「パパイアというと、食後のデザートを想像されるかもしれませんが、ここハワイは違いますよ。ボリュームたっぷり、栄養満点。私たちは毎朝、パパイアを半身に切って、砂糖をたっぷりのせて食べます。これがハワイの朝食の定番です」。
10年ほど前、米国ハワイで農務省(USDA)を取材したときのこと。話が余談に及んだとき、職員が話す極楽ハワイ生活に思わずのめり込んだ。
日本国内ではほとんど生産されないパパイアは、高級フルーツ店で輸入品が1個1000円ほどはする。日本でまねなどできるわけがない。
ハワイでパパイアは、当時も今もスーパーで1個(約500グラム)1ドル程度。見栄えの悪いものが3~4個袋に入って1ドルというお得用もある。ハワイで毎朝食卓に上るのも納得だ。

そんな憧れのハワイ産パパイア「レインボー」が最近、日本にも登場し始めた。
ハワイ発のカジュアルレストランで、日本国内でも17店舗展開している「Eggs' n Things(エッグスンシングス)」が昨年から定番メニューとして提供している「パパイヤボード」(税別880円)がその代表例だ。

グラノーラをしいた上に半身に切ったパパイアがのり、ホイップクリームがたっぷりと添えられている。「Eggs 'n Things」の店舗コンセプトが“All Day Breakfast”であり、まさに冒頭のUSDA職員が話してくれたハワイの朝食が、ハワイらしさの中で体験できる。
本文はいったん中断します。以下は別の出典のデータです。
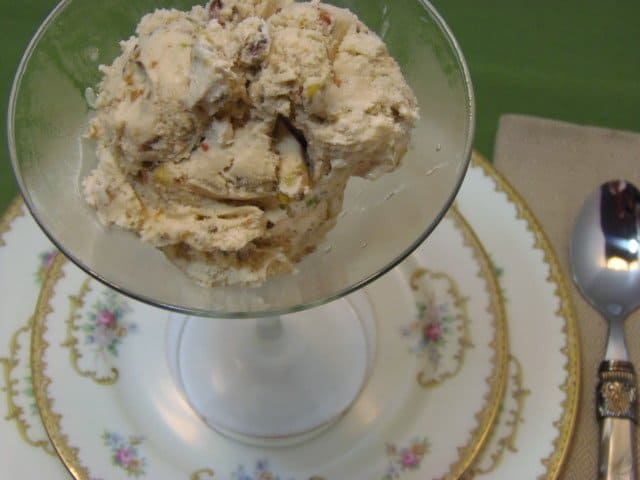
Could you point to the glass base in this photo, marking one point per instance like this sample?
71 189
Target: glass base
275 381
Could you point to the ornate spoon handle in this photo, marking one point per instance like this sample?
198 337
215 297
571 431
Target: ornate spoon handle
617 401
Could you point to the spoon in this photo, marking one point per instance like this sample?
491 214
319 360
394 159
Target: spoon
604 258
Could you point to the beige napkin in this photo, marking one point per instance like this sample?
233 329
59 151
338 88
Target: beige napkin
555 166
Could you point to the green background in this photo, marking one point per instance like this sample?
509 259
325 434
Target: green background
572 60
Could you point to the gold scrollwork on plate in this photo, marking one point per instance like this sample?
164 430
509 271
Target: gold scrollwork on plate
14 211
505 432
15 411
498 379
51 420
571 350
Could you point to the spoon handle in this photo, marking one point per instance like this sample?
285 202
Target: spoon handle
617 401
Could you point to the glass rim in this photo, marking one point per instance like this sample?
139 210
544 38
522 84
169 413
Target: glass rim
471 107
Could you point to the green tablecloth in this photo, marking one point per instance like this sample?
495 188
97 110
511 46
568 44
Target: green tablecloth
576 60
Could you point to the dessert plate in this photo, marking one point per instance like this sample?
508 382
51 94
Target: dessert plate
112 409
533 431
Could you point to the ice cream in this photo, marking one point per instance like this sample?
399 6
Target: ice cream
226 135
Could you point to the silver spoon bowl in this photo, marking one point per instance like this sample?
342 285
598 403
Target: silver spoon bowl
604 257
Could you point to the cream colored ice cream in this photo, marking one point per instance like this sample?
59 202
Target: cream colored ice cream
226 135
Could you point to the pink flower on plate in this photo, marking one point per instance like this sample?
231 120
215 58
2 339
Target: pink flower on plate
124 456
106 319
48 259
433 331
408 459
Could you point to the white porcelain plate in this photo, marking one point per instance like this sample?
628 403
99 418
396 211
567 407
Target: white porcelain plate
111 407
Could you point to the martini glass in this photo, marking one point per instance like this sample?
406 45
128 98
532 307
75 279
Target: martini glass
282 362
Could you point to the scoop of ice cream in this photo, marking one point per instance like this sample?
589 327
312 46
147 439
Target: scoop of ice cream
226 135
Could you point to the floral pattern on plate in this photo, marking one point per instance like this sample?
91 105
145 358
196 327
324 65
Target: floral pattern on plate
96 333
18 382
405 459
125 453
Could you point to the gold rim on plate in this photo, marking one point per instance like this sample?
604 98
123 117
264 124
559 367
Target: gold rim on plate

オアフ島のローカルタウン、カイルアをテーマにしたハワイアンカフェ&ダイニング「カイルア・ウィークエンド渋谷」(「渋谷hikarie」7FのTABLE 7)でも、ハワイ産のパパイア「レインボー」を添えた「ハーブマリネ・チキンのエッグベネディクト」(税別1180円)が人気だ。

中華ファミリーレストランの「バーミヤン」が昨年、夏季限定キャンペーンで提供した「フレッシュパパイヤボード」(税別499円)も、こうした流れに乗ったもののようだ。「ここ数年、パンケーキ、特にハワイアンパンケーキがブームで、流行のレストランやSNSなどでパパイアのメニューを見る機会が増え『レインボー』に着目したことがメニュー開発のきっかけです」(すかいらーく)。
こちらも、パパイアを半身にカットし、その上にたっぷりのホイップクリームをかけ、ブドウとマンゴーをトッピング。イチゴのソースをあしらったトロピカルな盛り付けだ。「見た目のインパクトが大きいうえ、ホイップクリームがたっぷりのっているため、ホイップ好きのお客様にご好評をいただきました」(同)という。

このほか、コーヒーチェーン店や都内のホテルの宴会メニューなどにも導入されていて、もはやハワイに行かないと食べられない憧れではなく、日本に居ながらにしてハワイを味わえるようになった。